One e-mail today in an exchange between members of an academic international boundaries group stated that “The iranian version of the arrest position even as corrected may still fall on the seaward side of the baseline where the disagreement could indeed involve a disputed border, so what we may ultimately be looking at here in this dispute about the arrest position could be a question of whether it will be necessary to entertain a border dispute.”

What is clear, however, is that the British service personnel should be released.

Meanwhile, the Associated Press is reporting from Vienna that “The United States and key allies are pressing the U.N. nuclear monitoring agency to find Iran in violation of its commitment to the Nuclear Nonproliferation Treaty over Tehran’s refusal to allow remote monitoring of its underground uranium enrichment plant, diplomats said Thursday. The International Atomic Energy Agency — the UN monitor — has itself increased the pressure on Tehran, the diplomats said, speaking on condition of anonymity because their information was confidential. The diplomats, who are accredited or otherwise linked to the agency, told The Associated Press that a senior IAEA official recently told the Iranians to respond positively to an agency request for additional cameras at the Natanz enrichment site by the end of this week. At issue is Teheran’s refusal to allow comprehensive monitoring of its expanding enrichment program at the underground facility at Natanz, where it has linked up hundreds of centrifuges. Although enriched uranium can serve as the fissile core of nuclear weapons, Iran insists it wants the technology only to generate power.

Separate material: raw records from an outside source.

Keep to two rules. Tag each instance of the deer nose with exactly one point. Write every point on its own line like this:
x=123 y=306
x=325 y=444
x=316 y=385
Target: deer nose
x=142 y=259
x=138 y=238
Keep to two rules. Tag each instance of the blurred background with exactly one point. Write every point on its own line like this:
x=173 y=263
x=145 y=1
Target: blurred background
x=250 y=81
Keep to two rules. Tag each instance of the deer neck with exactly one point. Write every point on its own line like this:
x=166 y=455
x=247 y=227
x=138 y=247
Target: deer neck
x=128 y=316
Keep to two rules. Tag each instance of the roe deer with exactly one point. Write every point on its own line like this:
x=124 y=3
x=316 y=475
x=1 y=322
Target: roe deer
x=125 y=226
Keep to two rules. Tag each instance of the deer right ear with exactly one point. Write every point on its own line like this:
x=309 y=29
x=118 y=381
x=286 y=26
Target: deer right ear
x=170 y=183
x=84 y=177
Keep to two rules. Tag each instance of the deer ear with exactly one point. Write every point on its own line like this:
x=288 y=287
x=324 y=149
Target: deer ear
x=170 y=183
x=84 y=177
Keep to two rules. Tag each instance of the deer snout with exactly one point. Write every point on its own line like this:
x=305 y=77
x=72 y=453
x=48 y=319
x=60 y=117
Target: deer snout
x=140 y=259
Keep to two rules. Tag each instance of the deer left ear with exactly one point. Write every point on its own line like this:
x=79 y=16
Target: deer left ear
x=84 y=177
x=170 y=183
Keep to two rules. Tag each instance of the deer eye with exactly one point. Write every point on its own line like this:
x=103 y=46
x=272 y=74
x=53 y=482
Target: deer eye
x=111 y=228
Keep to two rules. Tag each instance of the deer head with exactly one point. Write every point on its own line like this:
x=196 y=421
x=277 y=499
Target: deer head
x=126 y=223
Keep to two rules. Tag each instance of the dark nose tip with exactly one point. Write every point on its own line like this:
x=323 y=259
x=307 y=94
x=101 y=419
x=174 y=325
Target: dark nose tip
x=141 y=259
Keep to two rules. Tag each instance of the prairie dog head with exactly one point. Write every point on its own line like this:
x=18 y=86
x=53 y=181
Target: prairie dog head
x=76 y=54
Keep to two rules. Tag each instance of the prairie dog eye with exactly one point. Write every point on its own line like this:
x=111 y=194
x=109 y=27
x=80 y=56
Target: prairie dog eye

In a February report to the IAEA’s 35-nation board and the U.N. Security Council — which has imposed sanctions because of Tehran’s refusal to freeze enrichment — IAEA head Mohamed ElBaradei said Iran ‘declined to agree’ to his agency’s call for remote monitoring, including cameras. A compromise was reached in which IAEA inspectors were allowed increased access to the plant, but the agency said that remote monitoring would have to be implemented once 500 centrifuges had been installed at Natanz. The agency’s request for a positive response on the part of Iran was made recently by Olli Heinonen, the IAEA deputy director general of the Iran file. Diplomats said he delivered it both in written form as well as verbally in stronger terms. It was unclear on Thursday whether Heinonen’s move was prompted by agency concerns that Iran was approaching the 500-centrifuge limit stated in ElBaradei’s report. While the number of centrifuges that are partially or totally assembled underground at Natanz is thought to have exceeded that number, some agency officials argue that the definition of 500 assembled centrifuges means that the machines are hooked up in series and running — although not necessarily enriching material — a stage that one Western diplomat said had not yet been reached. Still, the United States, the strongest proponent of tough sanctions against Iran for its nuclear defiance, was already sounding out other board nations about their readiness to meet in special session to find Tehran in violation of agreements linked to the Nonproliferation Treaty because of its refusal to heed the agency request, the diplomats said. Agency experts were withholding judgment, pending examination of Iran’s agreements to see if its refusal to allow installation of extra cameras giving a full overview of its Natanz operations was a violation of the treaty, they said. A full picture of Natanz operations is important to the agency to be able to ascertain what grade of enriched uranium the plant will be producing if and when the Iranians decide to start production of such material. Low-level enriched uranium is used to generate power — which Iran asserts is its only goal. But with minor modifications, such plants can also churn out weapons-grade uranium as part of a nuclear arms program.”